10. Àprimeira vista, o livro parece tratar de simples banalidades, problemas de mulheres recém-saídas da adolescência e futilidades. Contudo, sob uma análise mais cuidadosa do enredo, podemos depreender uma genial crítica à ditadura e à sociedade brasileira da época. Se considerarmos cada personagem principal descrita acima como sendo um segmento da sociedade, veremos que cada papel encaixa-se com perfeição. A sonhadora Lorena seria a elite de nosso país. Uma classe rica, sonhadora e com a tendência de florear a real situação. A drogada Ana Clara encarnaria as classes média e popular, atormentada e fora de sintonia da realidade. Sempre preocupada com uma subida de nível e se torturando com o passado, ela acaba ficando em um mundo particular, distante de tudo. A lutadora Lia seria a parte da sociedade envolvida com guerrilhas, manifestações e qualquer tipo de contestação ao sistema, que tentou a todo o custo reverter a situação em curso no país. Algumas passagens do livro nos transmitem à ideia da busca da liberdade e da esperança, de voltarmos à democracia. A personagem de Ana Clara a todo o momento exclama: “Pomba”. Seria o símbolo da tão sonhada paz que a população brasileira estava clamando, mesmo que secretamente, naquele momento? Já a personagem Lorena vive a sonhar e esperar um amor impossível (Democracia?) e seu gato Astronauta que fugiu ainda filhote.
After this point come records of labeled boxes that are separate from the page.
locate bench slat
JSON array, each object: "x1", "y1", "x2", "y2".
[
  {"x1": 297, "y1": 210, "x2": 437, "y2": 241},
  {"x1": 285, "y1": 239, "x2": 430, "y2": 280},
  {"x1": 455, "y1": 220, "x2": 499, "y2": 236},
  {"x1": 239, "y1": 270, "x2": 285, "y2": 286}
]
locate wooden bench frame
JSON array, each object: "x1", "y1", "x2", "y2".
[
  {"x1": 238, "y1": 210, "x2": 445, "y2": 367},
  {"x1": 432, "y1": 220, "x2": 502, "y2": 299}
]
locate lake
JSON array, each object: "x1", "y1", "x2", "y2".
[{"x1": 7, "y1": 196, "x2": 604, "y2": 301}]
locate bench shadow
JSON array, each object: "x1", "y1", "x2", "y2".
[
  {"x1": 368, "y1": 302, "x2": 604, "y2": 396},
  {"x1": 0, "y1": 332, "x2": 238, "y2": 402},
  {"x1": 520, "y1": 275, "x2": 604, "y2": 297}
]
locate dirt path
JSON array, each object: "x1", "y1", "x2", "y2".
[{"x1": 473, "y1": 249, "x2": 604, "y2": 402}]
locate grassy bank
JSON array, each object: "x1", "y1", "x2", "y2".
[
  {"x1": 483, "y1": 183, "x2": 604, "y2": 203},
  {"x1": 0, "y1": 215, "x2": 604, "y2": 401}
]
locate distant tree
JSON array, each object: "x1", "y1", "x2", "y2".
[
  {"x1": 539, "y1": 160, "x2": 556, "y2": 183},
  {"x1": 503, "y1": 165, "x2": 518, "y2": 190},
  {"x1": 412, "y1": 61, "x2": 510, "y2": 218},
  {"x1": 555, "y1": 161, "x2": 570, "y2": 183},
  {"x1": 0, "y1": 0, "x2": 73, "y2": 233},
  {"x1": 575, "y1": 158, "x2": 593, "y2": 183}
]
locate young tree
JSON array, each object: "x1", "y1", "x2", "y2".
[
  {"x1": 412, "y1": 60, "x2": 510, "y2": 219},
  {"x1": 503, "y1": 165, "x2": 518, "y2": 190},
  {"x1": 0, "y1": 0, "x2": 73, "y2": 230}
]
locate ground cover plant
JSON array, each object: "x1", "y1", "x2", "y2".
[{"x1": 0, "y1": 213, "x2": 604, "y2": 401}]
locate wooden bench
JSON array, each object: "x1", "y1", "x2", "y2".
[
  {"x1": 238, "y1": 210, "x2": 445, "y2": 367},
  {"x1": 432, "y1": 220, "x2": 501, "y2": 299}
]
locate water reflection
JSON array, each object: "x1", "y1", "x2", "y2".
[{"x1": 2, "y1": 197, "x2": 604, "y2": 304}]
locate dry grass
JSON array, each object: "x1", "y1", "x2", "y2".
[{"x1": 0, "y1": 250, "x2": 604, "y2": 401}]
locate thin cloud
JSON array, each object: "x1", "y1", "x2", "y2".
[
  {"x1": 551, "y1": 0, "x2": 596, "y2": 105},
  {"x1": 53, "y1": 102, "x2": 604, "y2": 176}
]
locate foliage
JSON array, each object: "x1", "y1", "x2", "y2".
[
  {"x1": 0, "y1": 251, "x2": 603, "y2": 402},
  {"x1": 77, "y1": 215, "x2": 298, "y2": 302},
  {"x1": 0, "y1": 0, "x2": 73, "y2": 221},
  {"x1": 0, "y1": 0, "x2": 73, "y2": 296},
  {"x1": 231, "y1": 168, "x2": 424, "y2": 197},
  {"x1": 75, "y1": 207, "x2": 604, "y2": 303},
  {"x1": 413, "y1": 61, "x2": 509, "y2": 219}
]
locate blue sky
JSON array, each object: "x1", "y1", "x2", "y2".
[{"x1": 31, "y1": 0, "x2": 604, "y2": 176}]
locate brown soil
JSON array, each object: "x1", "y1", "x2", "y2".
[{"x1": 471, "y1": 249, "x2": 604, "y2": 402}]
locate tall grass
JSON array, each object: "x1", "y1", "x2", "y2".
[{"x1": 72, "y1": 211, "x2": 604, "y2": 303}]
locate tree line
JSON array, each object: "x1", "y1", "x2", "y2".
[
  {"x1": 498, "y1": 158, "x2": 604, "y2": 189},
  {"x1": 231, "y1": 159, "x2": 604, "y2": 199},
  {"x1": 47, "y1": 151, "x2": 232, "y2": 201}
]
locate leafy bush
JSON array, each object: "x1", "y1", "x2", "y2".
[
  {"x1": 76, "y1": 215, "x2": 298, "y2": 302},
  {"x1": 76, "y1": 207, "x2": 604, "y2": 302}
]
Lia, desesperançosa, resolve fugir do país e encontrar com seu namorado no exterior, recurso este muito utilizado na época. Todas as passagens citadas nos mostram como foi hábil e muito inteligente Lygia Fagundes Telles. A semelhança de diversos compositores de música da época, que falavam por meio de sentido figurado para escapar da censura, Lygia aplicou um verdadeiro “drible” nos censores do regime e publicou esta obra prima da literatura brasileira.